The 47 Terabyte Exorcism: Summoning Block Storage from the Abyss
There’s a particular kind of hubris that comes from having a working cluster. Eighteen nodes across Austin, LA, Torrance, and Tokyo — all humming, all green, all connected over Tailscale. The observability stack was online. The zombie apocalypse had been quelled. Surely, deploying block storage would be the easy part.
It was not the easy part. What followed was a four-rite exorcism — casting out old kernel demons, resurrecting a broken network, building an organ system, and then teaching it to see.
The Case for LINSTOR
Every serious Kubernetes cluster eventually confronts the storage question. Longhorn had served its purpose, but its performance ceiling wasn’t going to cut it for what’s coming — SeaweedFS for distributed object storage, databases that need low-latency block devices, and AI workloads that can’t afford to wait.
LINSTOR, backed by DRBD 9 (Distributed Replicated Block Device), offered what I needed: kernel-level synchronous replication, thin provisioning via LVM, and a Kubernetes-native operator called Piraeus. DRBD replicates at the kernel level, LINSTOR orchestrates placement, and Piraeus handles the lifecycle.
| Pool | Nodes | Capacity | Media |
|---|---|---|---|
| pool-sata | 6 RPi nodes | ~10.9 TiB | USB SSD (sda3 partitions) |
| pool-nvme | 5 GPU nodes | ~36.4 TiB | 8TB WD BLACK SN850X |
| Total | 11 storage nodes | ~47.3 TiB |
Plus 7 diskless satellites that mount DRBD volumes remotely. Simple, right?
Rite I: Banishing the Old Blood
Every exorcism begins the same way — you discover the host is already possessed.

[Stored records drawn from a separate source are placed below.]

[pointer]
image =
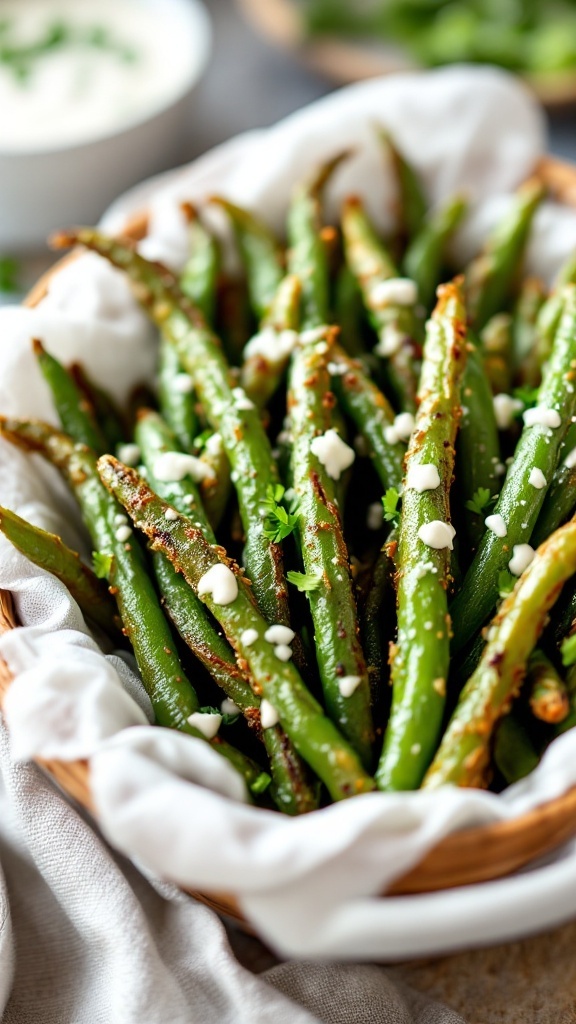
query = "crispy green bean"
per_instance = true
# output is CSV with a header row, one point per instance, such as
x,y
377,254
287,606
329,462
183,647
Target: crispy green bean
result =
x,y
421,653
464,753
491,276
231,602
423,260
525,486
231,413
50,553
389,301
172,695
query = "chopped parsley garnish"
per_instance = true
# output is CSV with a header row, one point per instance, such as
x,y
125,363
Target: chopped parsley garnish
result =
x,y
305,582
279,523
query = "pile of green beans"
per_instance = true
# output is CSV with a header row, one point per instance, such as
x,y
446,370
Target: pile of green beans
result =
x,y
337,534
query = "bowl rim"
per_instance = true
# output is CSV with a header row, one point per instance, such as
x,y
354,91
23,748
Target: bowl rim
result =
x,y
200,36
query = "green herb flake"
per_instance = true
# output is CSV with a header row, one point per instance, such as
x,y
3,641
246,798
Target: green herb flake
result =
x,y
279,523
391,505
101,564
305,582
568,650
260,783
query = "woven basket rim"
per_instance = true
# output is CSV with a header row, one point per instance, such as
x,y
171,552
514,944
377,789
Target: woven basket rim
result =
x,y
463,857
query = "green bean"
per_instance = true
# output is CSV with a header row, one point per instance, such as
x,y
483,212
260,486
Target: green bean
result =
x,y
260,253
515,755
266,354
229,410
106,412
199,278
547,695
464,753
412,202
421,653
75,414
526,361
496,338
423,260
314,735
291,787
50,553
172,695
372,415
478,449
323,548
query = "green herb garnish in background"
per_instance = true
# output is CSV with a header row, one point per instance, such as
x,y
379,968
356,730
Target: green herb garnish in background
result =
x,y
22,58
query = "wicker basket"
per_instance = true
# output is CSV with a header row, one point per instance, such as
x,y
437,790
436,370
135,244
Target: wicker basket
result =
x,y
462,858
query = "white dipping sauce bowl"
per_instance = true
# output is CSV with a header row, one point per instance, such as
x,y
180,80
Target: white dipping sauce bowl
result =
x,y
46,188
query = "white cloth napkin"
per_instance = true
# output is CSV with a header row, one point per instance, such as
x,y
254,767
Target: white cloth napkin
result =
x,y
310,885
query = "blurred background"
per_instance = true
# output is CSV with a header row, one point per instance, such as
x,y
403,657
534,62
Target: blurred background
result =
x,y
265,58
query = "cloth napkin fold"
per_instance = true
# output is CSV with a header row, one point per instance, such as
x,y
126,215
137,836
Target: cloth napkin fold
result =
x,y
86,939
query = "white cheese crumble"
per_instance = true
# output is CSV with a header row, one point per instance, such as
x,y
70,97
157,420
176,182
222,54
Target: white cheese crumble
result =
x,y
570,461
279,634
170,467
422,477
438,535
241,399
283,652
273,346
394,292
541,416
128,454
182,383
220,583
522,557
228,707
401,429
505,409
333,453
537,478
347,684
269,715
374,515
496,524
389,341
207,723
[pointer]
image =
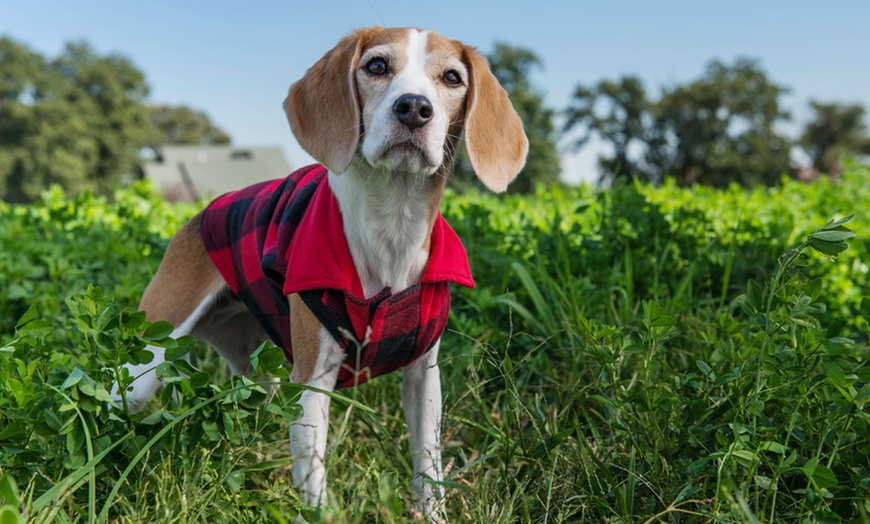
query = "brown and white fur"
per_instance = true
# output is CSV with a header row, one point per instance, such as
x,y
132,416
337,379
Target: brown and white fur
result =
x,y
383,111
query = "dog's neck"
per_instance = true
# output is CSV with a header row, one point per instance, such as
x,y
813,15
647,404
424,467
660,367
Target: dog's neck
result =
x,y
388,218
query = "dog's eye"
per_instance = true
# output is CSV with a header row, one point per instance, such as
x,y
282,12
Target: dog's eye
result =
x,y
377,66
452,78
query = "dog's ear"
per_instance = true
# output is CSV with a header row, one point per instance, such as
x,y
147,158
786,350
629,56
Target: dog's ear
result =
x,y
494,138
323,108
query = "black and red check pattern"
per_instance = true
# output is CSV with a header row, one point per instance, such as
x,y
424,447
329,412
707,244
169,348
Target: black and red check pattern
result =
x,y
286,236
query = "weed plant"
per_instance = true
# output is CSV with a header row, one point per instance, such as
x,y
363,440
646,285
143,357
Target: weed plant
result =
x,y
635,354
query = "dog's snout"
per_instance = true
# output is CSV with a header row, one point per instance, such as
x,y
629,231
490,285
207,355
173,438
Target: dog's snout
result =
x,y
413,110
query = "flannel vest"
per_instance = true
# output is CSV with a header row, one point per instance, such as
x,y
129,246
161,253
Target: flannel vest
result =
x,y
287,236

Piraeus v2 has an elegant design: apply a LinstorCluster resource, satellites deploy on every node, and each runs a drbd-module-loader init container that compiles DRBD 9 from source against your kernel headers. No pre-built packages, no version mismatches. Beautiful — unless your nodes are already haunted.
1
version: 8.4.11 (api:1/proto:86-101)
DRBD 8. Baked into the Raspberry Pi OS kernel, auto-loaded on boot, squatting in memory like an ancient spirit that refuses to leave. The Piraeus module loader saw it, shrugged, and refused to compile DRBD 9. The first exorcism was simple — unload the demon, salt the earth:
1
2
sudo rmmod drbd
echo "blacklist drbd" | sudo tee /etc/modprobe.d/blacklist-drbd.conf
Added to the Ansible storage prep playbook so every reboot doesn’t resurrect it. With DRBD 8 banished, the module loader compiled DRBD 9.2.16. On GPU nodes — 30 seconds. On the 2GB RPi? Two cups of coffee.
But the old blood ran deeper in two machines.

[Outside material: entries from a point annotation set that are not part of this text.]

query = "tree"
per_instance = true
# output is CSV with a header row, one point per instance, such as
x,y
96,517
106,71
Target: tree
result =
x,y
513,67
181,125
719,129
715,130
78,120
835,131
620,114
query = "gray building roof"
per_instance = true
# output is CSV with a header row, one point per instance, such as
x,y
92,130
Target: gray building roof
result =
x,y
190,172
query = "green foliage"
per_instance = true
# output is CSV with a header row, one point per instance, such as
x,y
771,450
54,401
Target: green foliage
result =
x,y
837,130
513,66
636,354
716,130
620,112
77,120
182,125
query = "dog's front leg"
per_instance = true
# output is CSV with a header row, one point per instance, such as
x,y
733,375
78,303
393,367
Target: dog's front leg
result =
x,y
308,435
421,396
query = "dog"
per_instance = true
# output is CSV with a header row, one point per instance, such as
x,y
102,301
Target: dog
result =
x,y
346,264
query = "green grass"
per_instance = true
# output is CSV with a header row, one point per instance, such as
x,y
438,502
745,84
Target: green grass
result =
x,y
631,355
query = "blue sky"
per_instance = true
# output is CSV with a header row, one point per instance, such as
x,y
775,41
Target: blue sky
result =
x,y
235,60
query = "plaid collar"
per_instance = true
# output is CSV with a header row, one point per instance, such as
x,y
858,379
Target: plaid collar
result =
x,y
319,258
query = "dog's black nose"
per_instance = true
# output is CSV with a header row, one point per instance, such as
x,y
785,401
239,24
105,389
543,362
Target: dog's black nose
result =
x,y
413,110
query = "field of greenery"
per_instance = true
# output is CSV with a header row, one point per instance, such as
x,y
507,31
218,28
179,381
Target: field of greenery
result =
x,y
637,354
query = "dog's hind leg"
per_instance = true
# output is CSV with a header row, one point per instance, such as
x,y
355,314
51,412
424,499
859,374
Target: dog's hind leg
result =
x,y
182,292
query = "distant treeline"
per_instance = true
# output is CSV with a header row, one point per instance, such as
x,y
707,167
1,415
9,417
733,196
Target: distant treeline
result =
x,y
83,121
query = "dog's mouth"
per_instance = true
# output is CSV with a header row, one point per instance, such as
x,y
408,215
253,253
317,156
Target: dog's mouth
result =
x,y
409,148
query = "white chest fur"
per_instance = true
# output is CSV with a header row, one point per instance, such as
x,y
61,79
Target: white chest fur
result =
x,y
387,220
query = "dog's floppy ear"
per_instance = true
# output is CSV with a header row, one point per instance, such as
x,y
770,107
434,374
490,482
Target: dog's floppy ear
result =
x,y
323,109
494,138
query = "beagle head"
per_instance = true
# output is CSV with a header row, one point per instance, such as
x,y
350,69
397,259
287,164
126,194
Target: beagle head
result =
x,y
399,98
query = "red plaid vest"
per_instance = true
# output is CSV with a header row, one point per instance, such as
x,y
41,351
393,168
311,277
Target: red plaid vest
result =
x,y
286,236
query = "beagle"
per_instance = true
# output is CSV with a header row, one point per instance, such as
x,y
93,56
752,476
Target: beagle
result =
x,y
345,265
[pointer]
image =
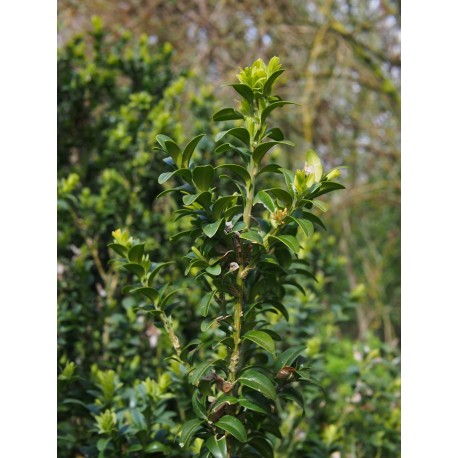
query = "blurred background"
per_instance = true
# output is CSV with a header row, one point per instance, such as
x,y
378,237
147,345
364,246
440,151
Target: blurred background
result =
x,y
129,70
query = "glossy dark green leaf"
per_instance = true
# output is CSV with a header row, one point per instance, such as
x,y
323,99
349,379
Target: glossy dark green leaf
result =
x,y
188,431
288,357
314,219
239,170
288,240
263,447
252,236
136,253
149,293
238,132
156,269
265,199
262,149
203,198
227,114
189,150
212,228
157,447
217,447
254,406
198,406
224,148
221,204
199,371
262,339
202,176
259,382
233,426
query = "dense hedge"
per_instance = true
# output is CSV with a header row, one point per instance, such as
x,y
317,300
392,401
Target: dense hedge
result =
x,y
115,394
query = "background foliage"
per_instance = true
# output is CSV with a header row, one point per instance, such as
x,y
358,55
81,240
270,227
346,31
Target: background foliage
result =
x,y
118,90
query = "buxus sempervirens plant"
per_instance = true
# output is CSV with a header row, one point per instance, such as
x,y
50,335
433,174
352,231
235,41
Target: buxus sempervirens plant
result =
x,y
244,251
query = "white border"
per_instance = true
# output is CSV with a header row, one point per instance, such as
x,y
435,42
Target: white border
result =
x,y
28,228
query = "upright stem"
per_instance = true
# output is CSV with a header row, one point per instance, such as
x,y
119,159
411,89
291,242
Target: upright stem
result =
x,y
249,194
238,312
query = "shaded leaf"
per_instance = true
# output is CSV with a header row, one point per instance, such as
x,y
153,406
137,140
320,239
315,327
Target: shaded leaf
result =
x,y
189,150
227,114
188,430
258,382
288,240
233,426
262,339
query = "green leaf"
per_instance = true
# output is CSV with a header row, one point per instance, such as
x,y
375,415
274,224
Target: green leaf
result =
x,y
198,372
149,293
254,406
233,426
224,148
288,240
304,224
262,149
221,204
205,303
288,357
244,90
217,447
281,194
103,443
265,199
185,173
263,447
198,407
252,236
120,249
202,176
272,107
227,114
237,169
271,80
136,253
188,430
203,198
213,270
258,382
156,447
262,339
275,134
311,217
156,270
136,269
189,150
238,132
211,229
134,448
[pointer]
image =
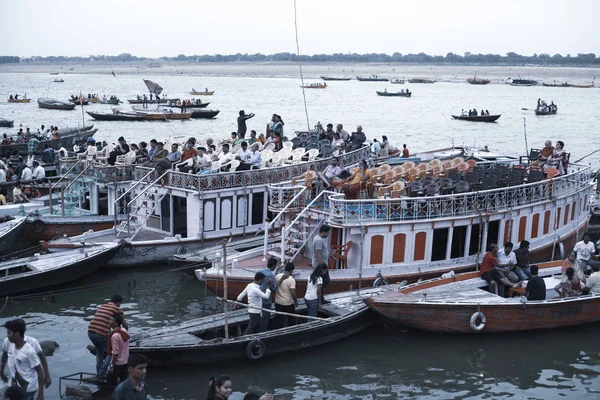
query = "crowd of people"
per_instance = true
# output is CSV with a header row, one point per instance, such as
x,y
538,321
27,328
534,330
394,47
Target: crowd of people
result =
x,y
580,272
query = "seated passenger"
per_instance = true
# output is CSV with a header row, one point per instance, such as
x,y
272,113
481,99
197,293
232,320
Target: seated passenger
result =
x,y
569,285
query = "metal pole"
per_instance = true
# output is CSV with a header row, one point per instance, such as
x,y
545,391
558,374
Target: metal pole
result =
x,y
225,289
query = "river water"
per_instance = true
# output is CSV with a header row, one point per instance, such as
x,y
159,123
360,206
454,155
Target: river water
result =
x,y
382,362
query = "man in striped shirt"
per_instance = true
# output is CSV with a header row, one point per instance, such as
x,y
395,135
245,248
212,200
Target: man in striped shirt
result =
x,y
99,328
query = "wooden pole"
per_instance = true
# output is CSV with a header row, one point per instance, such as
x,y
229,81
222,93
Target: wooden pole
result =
x,y
224,243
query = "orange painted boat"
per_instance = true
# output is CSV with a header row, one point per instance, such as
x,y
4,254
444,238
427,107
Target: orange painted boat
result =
x,y
460,304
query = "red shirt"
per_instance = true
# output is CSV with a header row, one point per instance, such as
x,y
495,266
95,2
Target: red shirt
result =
x,y
488,263
188,153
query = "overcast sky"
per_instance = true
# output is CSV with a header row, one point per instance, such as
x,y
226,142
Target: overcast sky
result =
x,y
155,28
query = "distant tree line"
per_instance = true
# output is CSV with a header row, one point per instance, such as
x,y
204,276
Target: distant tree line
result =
x,y
510,58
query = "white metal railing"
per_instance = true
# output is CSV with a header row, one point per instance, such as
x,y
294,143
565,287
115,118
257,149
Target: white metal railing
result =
x,y
472,203
277,197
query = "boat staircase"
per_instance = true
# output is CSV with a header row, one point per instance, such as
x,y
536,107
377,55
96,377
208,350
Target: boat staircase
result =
x,y
141,206
297,222
72,196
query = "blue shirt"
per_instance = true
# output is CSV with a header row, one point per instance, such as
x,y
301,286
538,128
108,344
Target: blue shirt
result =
x,y
268,282
127,391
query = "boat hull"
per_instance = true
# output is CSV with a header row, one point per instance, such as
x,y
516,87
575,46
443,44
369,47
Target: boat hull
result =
x,y
47,279
479,118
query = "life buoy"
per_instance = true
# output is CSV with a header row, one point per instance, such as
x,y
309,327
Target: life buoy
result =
x,y
482,319
38,226
380,281
256,349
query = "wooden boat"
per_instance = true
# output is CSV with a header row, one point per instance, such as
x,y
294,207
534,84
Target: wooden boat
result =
x,y
584,86
153,101
47,227
202,113
565,84
53,104
478,118
10,230
43,271
314,86
5,123
523,82
394,94
202,340
476,81
193,105
420,80
114,116
335,78
461,304
371,78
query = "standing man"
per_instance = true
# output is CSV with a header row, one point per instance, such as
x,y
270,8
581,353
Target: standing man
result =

The DGX — 128GB RAM, NVIDIA GPU, crown jewel of the cluster — refused the new module entirely:
1
insmod: ERROR: could not insert module ./drbd.ko: Key was rejected by service
Secure Boot. The DGX only loads signed kernel modules, and Piraeus compiles unsigned ones. No amount of configuration would fix this — I walked to the machine, entered BIOS, and disabled Secure Boot. A physical exorcism for a digital demon.
The security node, running Kali Linux, had the most insidious possession. The LINSTOR satellite was fine — online, storage pool healthy. But the CSI node pod kept crashing. Liveness timeouts? Checked. Firewall? Clear. AppArmor in complain mode? Confirmed. Then strace found the spirit hiding in the socket:
1
connect(3, {sa_family=AF_UNIX, sun_path="/csi/csi.sock"}, 16) = -1 EACCES (Permission denied)
The kernel audit log showed AppArmor entries marked ALLOWED with denied="create". In complain mode. Kali’s kernel was enforcing restrictions it claimed to only be logging. The only reliable fix was nuclear — apparmor=0 in the kernel command line. Hours of debugging, one kernel parameter.
Three different possessions, three different rites. DRBD 8 needed a blacklist. Secure Boot needed a BIOS visit. Kali’s AppArmor needed a kill switch. Each node had its own demon.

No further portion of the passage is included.